While Busch was credited with quick thinking and using his extinguisher in the Martinsville fire, the driver says the only thing that crossed his mind was exiting the car.

“I don’t remember pulling it,” Busch said. “What happened was the radiator exploded and put out the flames. The flames went out while I was still in the car, so there was no need in my mind — there was no threshold of panic like ‘oh (crap) I’m going to catch on fire. I’m going to be in trouble.’ I got out of the car and the flames went out. I was able to absorb it all from the moment it happened.”

On Thursday night, Busch will do his best to absorb a more magical moment as he receives the Major General Thomas Sadler Award for his contribution to the Speedway Children’s Charities-Texas Chapter. Busch has been instrumental in raising more than $40,000 through the Kurt Busch Celebrity Bowling Tournament, Busch-Whacked Mud Run and a skeet shooting contest.

“I couldn’t believe it when (Texas Motor Speedway President) Eddie Gossage called to say they wanted to recognize me for my philanthropy,” Busch said. “I thought he was mistaken and calling for Patricia (Driscoll, Busch’s girlfriend) and the work she does with AFF (Armed Forces Foundation). I have to say I was pleasantly surprised.”

NOT THE SAME OL' SAME OL'

Traditionally, Roush Fenway Racing has excelled on intermediate tracks such as Texas Motor Speedway, where team owner Jack Roush has earned nine of his 131 career wins.

Greg Biffle was responsible for two of those victories and topped the speed chart on Thursday with a lap of 192.864 mph.

That’s not surprising considering that Biffle was one of the Sprint Cup drivers that took part in the Goodyear tire test back in October. But given the evolution of the Generation 6 car, Biffle says the feel of his Ford has changed considerably since more downforce was added to the car.

“Yeah, the last time I drove this car was last year here and it has come so far since then,” Biffle said. “It was definitely a handful then to drive and now the first few laps on the race track it has a lot of grip and is really fun to drive. You know, it is the same old Texas. We are sliding and a little loose and then tight and it is going to be a fun race.”

Tire management certainly will come into play on Saturday given the abrasiveness of this track. While teams have run the same left-side tires for the last two seasons, the right-side tires have only been raced in the truck series.

For Biffle, who is sixth in the point standings, a solid run here on Sunday could help the team’s Chase effort considerably. Fortunately for Biffle, seven of his 18 career wins have been earned at 1.5-mile tracks.

“If you would have told me I would finish 17th at Las Vegas and ninth at Martinsville I would have told you that you were smoking something,” Biffle said. “I just never thought that would happen to us, but that is just the way it works.

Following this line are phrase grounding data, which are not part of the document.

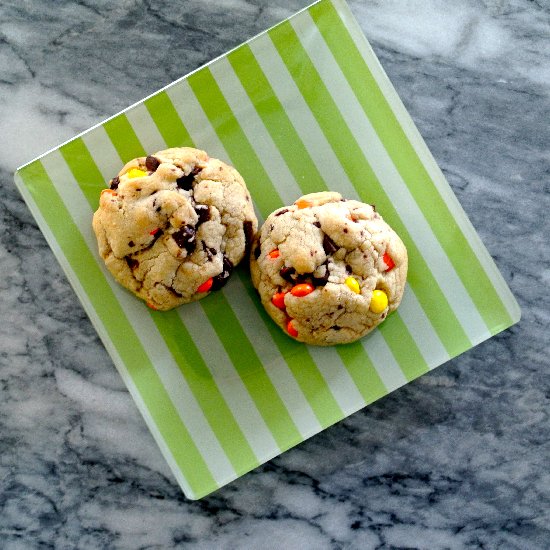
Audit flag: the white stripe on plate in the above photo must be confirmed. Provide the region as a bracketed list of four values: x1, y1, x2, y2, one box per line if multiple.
[224, 276, 322, 438]
[81, 127, 123, 182]
[209, 58, 302, 206]
[332, 0, 520, 325]
[398, 285, 450, 369]
[291, 12, 490, 344]
[360, 330, 407, 392]
[15, 172, 196, 497]
[306, 346, 365, 416]
[41, 150, 236, 486]
[181, 301, 280, 462]
[125, 103, 167, 154]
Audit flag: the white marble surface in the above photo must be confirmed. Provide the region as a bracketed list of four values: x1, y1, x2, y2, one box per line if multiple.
[1, 0, 549, 548]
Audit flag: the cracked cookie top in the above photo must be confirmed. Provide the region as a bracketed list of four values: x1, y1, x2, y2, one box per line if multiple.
[92, 147, 258, 310]
[250, 192, 408, 345]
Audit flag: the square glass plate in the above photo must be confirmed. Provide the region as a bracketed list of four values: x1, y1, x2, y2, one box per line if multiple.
[14, 0, 520, 499]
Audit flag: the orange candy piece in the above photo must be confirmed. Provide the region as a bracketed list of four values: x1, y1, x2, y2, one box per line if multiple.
[268, 249, 280, 259]
[383, 252, 395, 271]
[271, 292, 287, 309]
[287, 319, 298, 338]
[101, 189, 117, 196]
[290, 283, 314, 297]
[197, 278, 213, 293]
[295, 199, 312, 209]
[146, 302, 158, 310]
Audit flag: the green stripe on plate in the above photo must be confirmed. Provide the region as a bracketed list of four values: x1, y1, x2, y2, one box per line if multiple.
[145, 92, 194, 147]
[378, 313, 429, 382]
[237, 270, 344, 429]
[104, 114, 147, 161]
[200, 291, 302, 449]
[59, 139, 105, 209]
[227, 45, 328, 196]
[187, 68, 282, 217]
[61, 135, 258, 477]
[18, 160, 217, 497]
[268, 20, 467, 360]
[150, 310, 259, 474]
[311, 0, 513, 333]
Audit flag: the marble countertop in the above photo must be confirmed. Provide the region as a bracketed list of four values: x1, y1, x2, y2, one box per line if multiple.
[1, 0, 548, 548]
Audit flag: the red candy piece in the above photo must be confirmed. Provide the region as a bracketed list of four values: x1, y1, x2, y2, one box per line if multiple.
[150, 228, 160, 236]
[383, 252, 395, 271]
[146, 302, 158, 310]
[287, 319, 298, 338]
[272, 292, 287, 310]
[197, 278, 213, 293]
[290, 283, 314, 297]
[268, 249, 280, 259]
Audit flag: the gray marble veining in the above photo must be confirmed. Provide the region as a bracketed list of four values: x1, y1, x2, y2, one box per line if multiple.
[1, 0, 549, 548]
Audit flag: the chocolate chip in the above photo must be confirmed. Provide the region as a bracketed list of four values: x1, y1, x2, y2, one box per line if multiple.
[275, 208, 288, 217]
[323, 234, 338, 255]
[195, 204, 210, 226]
[253, 245, 261, 259]
[331, 325, 342, 331]
[128, 240, 135, 247]
[173, 225, 196, 253]
[346, 264, 352, 274]
[145, 155, 160, 172]
[176, 173, 194, 190]
[110, 176, 120, 190]
[156, 206, 161, 213]
[125, 256, 139, 270]
[343, 228, 348, 233]
[243, 221, 254, 252]
[313, 221, 321, 228]
[280, 266, 296, 282]
[311, 261, 330, 286]
[211, 256, 233, 290]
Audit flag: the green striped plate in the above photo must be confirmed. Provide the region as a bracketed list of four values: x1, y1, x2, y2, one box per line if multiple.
[14, 0, 520, 499]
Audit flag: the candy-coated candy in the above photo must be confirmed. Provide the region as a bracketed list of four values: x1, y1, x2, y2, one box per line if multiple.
[383, 252, 395, 271]
[295, 199, 312, 209]
[370, 289, 388, 313]
[146, 302, 158, 310]
[197, 277, 213, 293]
[271, 292, 287, 309]
[291, 283, 314, 297]
[345, 276, 360, 294]
[126, 168, 147, 179]
[101, 189, 117, 196]
[287, 319, 298, 338]
[268, 249, 280, 259]
[150, 228, 160, 236]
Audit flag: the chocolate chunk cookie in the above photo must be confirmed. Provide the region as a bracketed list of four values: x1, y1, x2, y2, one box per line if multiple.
[250, 192, 407, 345]
[93, 147, 258, 310]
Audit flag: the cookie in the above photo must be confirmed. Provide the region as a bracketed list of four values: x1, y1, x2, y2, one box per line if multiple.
[250, 192, 407, 345]
[93, 147, 257, 310]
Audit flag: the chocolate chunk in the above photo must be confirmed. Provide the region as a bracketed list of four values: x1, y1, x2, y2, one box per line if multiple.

“We plain and simply screwed up at Vegas, and I take most of the blame for that. We were just way off with the new car. California was more of us. We qualified second and had good lap times but had to start at the back with an engine change.

“This track feels good. I had really good speed here, second quick, and on the lap tracker our laps look fairly good. So I feel pretty confident we are going to have a decent weekend with at least a top-10 run and we will hone in on that as the weekend goes. I think we have a good chance at winning. Right place, right time.

Two-tires, four tires. Make it on gas, whatever it comes down to.”